I don't think you need to ask the hypervisor to update vcpu_time_info
periodically, what gave you that idea?
Hi Stefano,
Now, I see it's the hypervisor that will update vcpu_time_info, but
another thing confuse me:
HVM guest has time drift issue because TSC on different vCPU could
be out-of-sync, especially after domain suspend/resume.
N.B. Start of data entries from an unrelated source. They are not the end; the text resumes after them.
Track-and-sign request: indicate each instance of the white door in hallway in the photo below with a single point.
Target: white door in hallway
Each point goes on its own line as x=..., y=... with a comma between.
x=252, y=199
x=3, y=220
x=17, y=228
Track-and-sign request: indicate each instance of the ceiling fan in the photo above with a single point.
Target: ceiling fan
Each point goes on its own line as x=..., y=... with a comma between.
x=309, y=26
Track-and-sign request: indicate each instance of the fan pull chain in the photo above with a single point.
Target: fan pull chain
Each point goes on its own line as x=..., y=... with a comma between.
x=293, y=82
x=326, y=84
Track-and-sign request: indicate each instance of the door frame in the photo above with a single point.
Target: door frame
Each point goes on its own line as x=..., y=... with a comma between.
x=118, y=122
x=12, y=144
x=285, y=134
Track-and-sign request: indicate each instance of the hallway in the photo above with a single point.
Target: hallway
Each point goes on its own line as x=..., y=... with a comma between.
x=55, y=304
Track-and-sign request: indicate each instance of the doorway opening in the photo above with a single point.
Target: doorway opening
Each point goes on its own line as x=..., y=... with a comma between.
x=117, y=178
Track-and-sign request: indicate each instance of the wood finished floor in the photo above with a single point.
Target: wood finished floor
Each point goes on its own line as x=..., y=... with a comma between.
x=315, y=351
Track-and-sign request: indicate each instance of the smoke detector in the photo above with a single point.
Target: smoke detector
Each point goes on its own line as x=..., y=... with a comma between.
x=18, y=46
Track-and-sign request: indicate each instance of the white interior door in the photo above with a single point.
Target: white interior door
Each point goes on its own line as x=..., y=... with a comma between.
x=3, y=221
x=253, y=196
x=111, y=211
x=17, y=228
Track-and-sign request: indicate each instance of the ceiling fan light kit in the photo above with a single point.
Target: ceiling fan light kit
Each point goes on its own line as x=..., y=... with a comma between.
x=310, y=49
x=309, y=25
But how pvclock actually fix this issue? Let's see how FreeBSD port
calculate the system time:
==================
static uint64_t
get_nsec_offset(struct vcpu_time_info *tinfo)
{
return (scale_delta(rdtsc() -
tinfo->tsc_timestamp,
tinfo->tsc_to_system_mul, tinfo->tsc_shift));
}
/**
* \brief Get the current time, in nanoseconds, since the hypervisor
booted.
*
* \note This function returns the current CPU's idea of this value,
unless
* it happens to be less than another CPU's previously
determined value.
*/
static uint64_t
xen_fetch_vcpu_time(void)
{
struct vcpu_time_info dst;
struct vcpu_time_info *src;
uint32_t pre_version;
uint64_t now;
volatile uint64_t last;
struct vcpu_info *vcpu = DPCPU_GET(vcpu_info);
src = "">
critical_enter();
do {
pre_version = xen_fetch_vcpu_tinfo(&dst, src);
barrier();
now = dst.system_time + get_nsec_offset(&dst);
barrier();
} while (pre_version != src->version);
/*
* Enforce a monotonically increasing clock time across all
* VCPUs. If our time is too old, use the last time and return.
* Otherwise, try to update the last time.
*/
do {
last = last_time;
if (last > now) {
now = last;
break;
}
} while (!atomic_cmpset_64(&last_time, last, now));
critical_exit();
return (now);
}
==================================
I guest linux guest will do the same thing, rdtsc() fetch current
timestamp from current running vCPU, TSC out-of-sync issue is still
there.
It seems to me pvclock finally fix the time drift issue just because
the workaround enforced as above, right?